El jefe Xiong perdió de inmediato su confianza cuando vio a qué se enfrentaba. Su mente se revolvió rápidamente cuando inmediatamente lo saludó con una sonrisa. "Aiyah, es el jefe de la aldea Wang. ¿Por qué estás aquí?"
"Si no hubiera subido, ¿cómo habría sabido que dejo que algo malo suba por las montañas? Jefe Xiong, ¿por qué? ¿Vas a demoler el Monasterio One Finger? Y esas personas. Tienen varillas de soldadura, martillos y sierras eléctricas. ¿Tratando de desmantelar algo? preguntó Wang Yougui con un tono excéntrico.
“Jefe de la aldea Wang, ¿te estás escuchando? Soy un buen hombre. Dirijo una empresa de turismo adecuada. ¿Cómo podría hacer el trabajo de desmantelamiento? Los ojos del jefe Xiong se movieron rápidamente mientras pensaba en una forma de salir de la situación.
"¿Oh?
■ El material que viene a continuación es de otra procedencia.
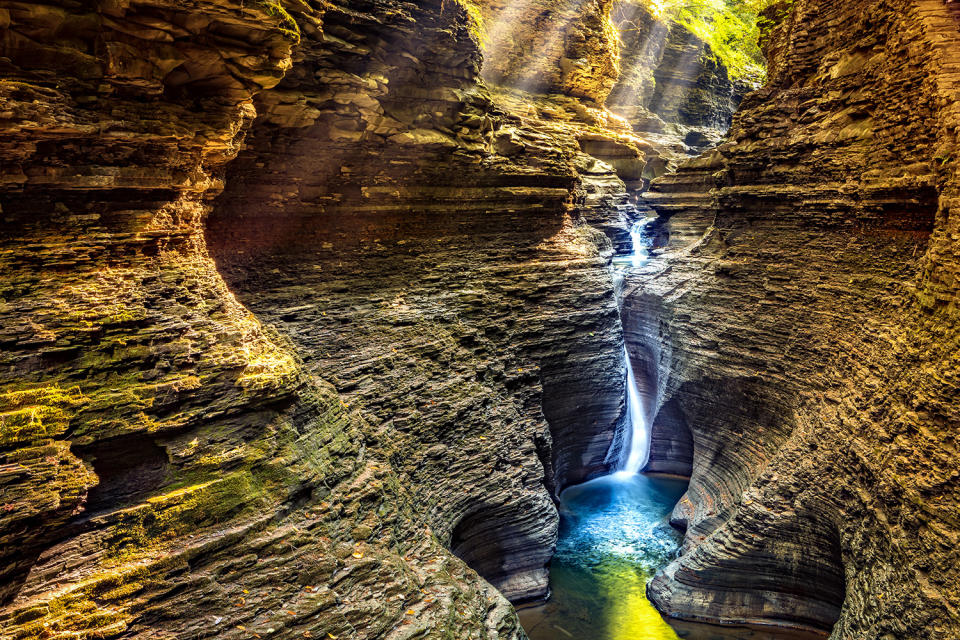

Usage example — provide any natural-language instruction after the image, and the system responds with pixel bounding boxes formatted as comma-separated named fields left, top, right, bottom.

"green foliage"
left=653, top=0, right=790, bottom=82
left=256, top=0, right=300, bottom=40
left=450, top=0, right=487, bottom=46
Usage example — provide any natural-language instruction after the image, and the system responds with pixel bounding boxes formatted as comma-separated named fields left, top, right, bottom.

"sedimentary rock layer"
left=0, top=0, right=303, bottom=611
left=473, top=0, right=749, bottom=152
left=0, top=0, right=640, bottom=636
left=475, top=0, right=620, bottom=102
left=631, top=0, right=960, bottom=637
left=207, top=0, right=635, bottom=601
left=607, top=1, right=751, bottom=150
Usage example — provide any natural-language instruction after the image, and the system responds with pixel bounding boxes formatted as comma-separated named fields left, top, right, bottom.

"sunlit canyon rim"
left=1, top=0, right=960, bottom=639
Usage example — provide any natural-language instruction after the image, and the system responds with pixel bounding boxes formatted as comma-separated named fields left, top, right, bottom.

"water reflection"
left=519, top=474, right=686, bottom=640
left=518, top=474, right=826, bottom=640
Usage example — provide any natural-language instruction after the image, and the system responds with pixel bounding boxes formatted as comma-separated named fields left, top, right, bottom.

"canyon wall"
left=206, top=0, right=631, bottom=605
left=474, top=0, right=750, bottom=153
left=13, top=0, right=955, bottom=638
left=0, top=0, right=640, bottom=637
left=475, top=0, right=621, bottom=102
left=632, top=0, right=960, bottom=637
left=607, top=1, right=752, bottom=152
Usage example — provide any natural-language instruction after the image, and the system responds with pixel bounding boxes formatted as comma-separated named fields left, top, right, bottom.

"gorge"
left=1, top=0, right=959, bottom=639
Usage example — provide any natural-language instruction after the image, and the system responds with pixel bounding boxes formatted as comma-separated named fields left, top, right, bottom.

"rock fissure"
left=2, top=0, right=960, bottom=638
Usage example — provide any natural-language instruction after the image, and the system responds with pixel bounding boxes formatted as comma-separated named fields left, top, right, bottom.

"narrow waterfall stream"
left=517, top=219, right=688, bottom=640
left=518, top=225, right=827, bottom=640
left=620, top=344, right=650, bottom=475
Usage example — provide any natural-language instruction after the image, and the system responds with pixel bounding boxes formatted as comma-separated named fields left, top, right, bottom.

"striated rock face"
left=207, top=0, right=630, bottom=602
left=16, top=0, right=960, bottom=638
left=473, top=0, right=750, bottom=153
left=475, top=0, right=620, bottom=103
left=631, top=0, right=960, bottom=637
left=607, top=1, right=751, bottom=151
left=0, top=0, right=634, bottom=636
left=0, top=0, right=302, bottom=611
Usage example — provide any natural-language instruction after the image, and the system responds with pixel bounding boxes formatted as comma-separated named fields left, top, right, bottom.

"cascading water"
left=620, top=346, right=651, bottom=474
left=612, top=216, right=655, bottom=269
left=520, top=205, right=815, bottom=640
left=629, top=219, right=648, bottom=267
left=610, top=214, right=654, bottom=475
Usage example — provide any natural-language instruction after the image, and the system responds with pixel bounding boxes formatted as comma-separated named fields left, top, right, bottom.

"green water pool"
left=518, top=473, right=825, bottom=640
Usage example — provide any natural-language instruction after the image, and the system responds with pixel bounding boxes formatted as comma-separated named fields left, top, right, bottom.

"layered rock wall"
left=632, top=0, right=960, bottom=637
left=0, top=0, right=630, bottom=636
left=607, top=1, right=751, bottom=151
left=475, top=0, right=620, bottom=102
left=472, top=0, right=749, bottom=153
left=0, top=0, right=303, bottom=611
left=207, top=0, right=629, bottom=603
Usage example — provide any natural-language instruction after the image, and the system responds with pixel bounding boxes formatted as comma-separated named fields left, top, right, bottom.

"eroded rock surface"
left=475, top=0, right=621, bottom=103
left=206, top=0, right=636, bottom=605
left=630, top=0, right=960, bottom=637
left=9, top=0, right=960, bottom=638
left=607, top=1, right=753, bottom=152
left=0, top=0, right=635, bottom=636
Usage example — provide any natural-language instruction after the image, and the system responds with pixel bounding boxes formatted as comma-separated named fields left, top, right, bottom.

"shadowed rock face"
left=0, top=0, right=303, bottom=611
left=629, top=0, right=960, bottom=637
left=206, top=0, right=631, bottom=604
left=606, top=2, right=753, bottom=152
left=0, top=0, right=634, bottom=634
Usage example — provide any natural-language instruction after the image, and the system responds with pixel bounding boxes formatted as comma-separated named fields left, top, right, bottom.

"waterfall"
left=620, top=346, right=650, bottom=474
left=613, top=216, right=654, bottom=269
left=628, top=220, right=648, bottom=268
left=608, top=214, right=654, bottom=475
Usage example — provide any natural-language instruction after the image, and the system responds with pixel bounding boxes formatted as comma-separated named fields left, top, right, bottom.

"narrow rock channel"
left=2, top=0, right=960, bottom=638
left=518, top=222, right=834, bottom=640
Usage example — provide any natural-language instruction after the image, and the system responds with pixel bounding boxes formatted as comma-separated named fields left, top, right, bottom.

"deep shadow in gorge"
left=1, top=0, right=959, bottom=638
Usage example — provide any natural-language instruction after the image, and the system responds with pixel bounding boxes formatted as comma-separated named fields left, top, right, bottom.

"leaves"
left=647, top=0, right=774, bottom=81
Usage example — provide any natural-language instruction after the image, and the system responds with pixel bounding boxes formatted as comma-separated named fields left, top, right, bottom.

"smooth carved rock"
left=208, top=0, right=630, bottom=604
left=0, top=0, right=545, bottom=637
left=9, top=0, right=953, bottom=637
left=631, top=0, right=960, bottom=637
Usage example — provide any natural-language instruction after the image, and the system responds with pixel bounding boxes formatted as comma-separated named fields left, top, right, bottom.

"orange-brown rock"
left=634, top=0, right=960, bottom=637
left=475, top=0, right=620, bottom=103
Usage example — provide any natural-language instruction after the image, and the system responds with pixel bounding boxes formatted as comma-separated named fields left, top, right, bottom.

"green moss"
left=639, top=0, right=785, bottom=82
left=256, top=0, right=301, bottom=40
left=103, top=470, right=277, bottom=561
left=454, top=0, right=488, bottom=46
left=0, top=385, right=87, bottom=446
left=236, top=316, right=301, bottom=392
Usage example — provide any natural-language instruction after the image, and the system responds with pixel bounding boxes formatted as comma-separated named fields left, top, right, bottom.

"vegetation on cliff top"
left=647, top=0, right=784, bottom=81
left=453, top=0, right=488, bottom=45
Entonces me gustaría saber acerca de sus intenciones si no está haciendo el trabajo de desmantelamiento ", dijo Wang Yougui.
Los ojos del jefe Xiong se pusieron en blanco. "¡Estoy aquí por una deuda impaga!"
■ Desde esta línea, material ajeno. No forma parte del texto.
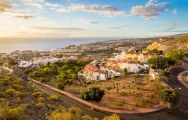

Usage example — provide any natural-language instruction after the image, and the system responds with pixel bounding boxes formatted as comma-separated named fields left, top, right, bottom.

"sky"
left=0, top=0, right=188, bottom=38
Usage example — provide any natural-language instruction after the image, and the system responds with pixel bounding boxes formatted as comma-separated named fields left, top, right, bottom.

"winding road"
left=2, top=62, right=188, bottom=120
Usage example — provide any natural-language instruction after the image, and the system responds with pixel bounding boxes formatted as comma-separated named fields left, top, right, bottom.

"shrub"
left=58, top=83, right=65, bottom=90
left=148, top=55, right=169, bottom=69
left=39, top=77, right=50, bottom=83
left=81, top=87, right=105, bottom=102
left=5, top=88, right=21, bottom=97
left=0, top=105, right=26, bottom=120
left=32, top=91, right=45, bottom=98
left=159, top=88, right=177, bottom=104
left=49, top=95, right=60, bottom=102
left=38, top=97, right=45, bottom=103
left=103, top=114, right=120, bottom=120
left=36, top=102, right=44, bottom=109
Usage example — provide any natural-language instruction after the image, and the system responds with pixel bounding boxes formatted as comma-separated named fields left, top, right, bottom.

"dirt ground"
left=65, top=75, right=164, bottom=110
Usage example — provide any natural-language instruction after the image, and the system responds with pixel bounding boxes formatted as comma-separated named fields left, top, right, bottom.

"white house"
left=33, top=57, right=63, bottom=65
left=82, top=64, right=106, bottom=81
left=106, top=60, right=148, bottom=73
left=18, top=61, right=33, bottom=68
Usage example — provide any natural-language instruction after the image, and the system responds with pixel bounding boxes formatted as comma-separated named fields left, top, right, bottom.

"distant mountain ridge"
left=147, top=34, right=188, bottom=53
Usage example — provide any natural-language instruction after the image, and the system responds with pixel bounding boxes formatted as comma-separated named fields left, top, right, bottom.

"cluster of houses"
left=80, top=51, right=152, bottom=81
left=18, top=57, right=64, bottom=68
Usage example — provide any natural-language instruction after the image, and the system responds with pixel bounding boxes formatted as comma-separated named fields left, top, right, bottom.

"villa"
left=106, top=60, right=148, bottom=73
left=82, top=64, right=107, bottom=81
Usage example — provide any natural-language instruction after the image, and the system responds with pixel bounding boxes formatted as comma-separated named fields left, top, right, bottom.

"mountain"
left=147, top=34, right=188, bottom=53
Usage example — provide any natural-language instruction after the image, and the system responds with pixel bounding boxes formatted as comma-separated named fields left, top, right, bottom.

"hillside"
left=147, top=34, right=188, bottom=53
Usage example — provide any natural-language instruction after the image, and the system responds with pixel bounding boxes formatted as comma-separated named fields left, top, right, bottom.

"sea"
left=0, top=37, right=120, bottom=53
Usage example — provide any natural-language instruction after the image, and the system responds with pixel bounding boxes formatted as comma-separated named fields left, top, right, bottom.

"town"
left=0, top=35, right=187, bottom=117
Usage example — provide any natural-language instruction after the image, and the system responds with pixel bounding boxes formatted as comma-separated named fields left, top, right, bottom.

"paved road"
left=32, top=62, right=188, bottom=120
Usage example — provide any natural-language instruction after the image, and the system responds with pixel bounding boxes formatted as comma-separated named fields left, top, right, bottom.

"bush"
left=159, top=87, right=177, bottom=104
left=49, top=95, right=60, bottom=102
left=39, top=77, right=50, bottom=83
left=5, top=88, right=21, bottom=97
left=0, top=105, right=26, bottom=120
left=58, top=83, right=65, bottom=90
left=36, top=102, right=44, bottom=109
left=32, top=91, right=45, bottom=98
left=47, top=106, right=83, bottom=120
left=81, top=87, right=105, bottom=102
left=165, top=49, right=185, bottom=61
left=38, top=97, right=45, bottom=103
left=160, top=69, right=172, bottom=77
left=148, top=55, right=169, bottom=69
left=103, top=114, right=120, bottom=120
"¿Deuda? ¿Quién te debe dinero? Tan Juguo bajó su pipa de humo mientras su voz sonaba fría.
“¿Quién más puede ser? ¡El abad de este monasterio, Fangzheng! Como me debe dinero, estoy aquí por la deuda impaga. Sin embargo, se ha escondido. Obviamente tuve que abrir de golpe la puerta para atraparlo. Dime, no hay una manera fácil de ganar dinero en estos días, ¿no? ¿Cómo puede no devolver el dinero que le presté? No puede ser tan matón, ¿verdad? Tengo tantos subordinados debajo de mí. Necesitan comer y mantener a sus familias también. No tuve elección, que es lo que me trae aquí. Necesito forzarlo un poco. Si nada funciona, tengo que recuperar algo para vender para cubrir su deuda ”, dijo el jefe Xiong de inmediato.
"Fangzheng te debe dinero?" Chen Jin se burló. “¿Cuánto te debe? ¿Tanto estás demoliendo su monasterio?
"No mucho. ¡Solo cinco millones! Los ojos del jefe Xiong se movieron rápidamente antes de gritar de inmediato. Como estaba diciendo tonterías, era mejor engañar a los aldeanos con un número mayor. Desde su punto de vista, un monasterio rara vez interactuaría con los aldeanos. Especialmente la forma en que se asignaron los fondos internos nunca se divulgó a otros. No fue difícil para un monasterio tener unos pocos millones de yuanes, por lo que sintió que sus palabras eran perfectas.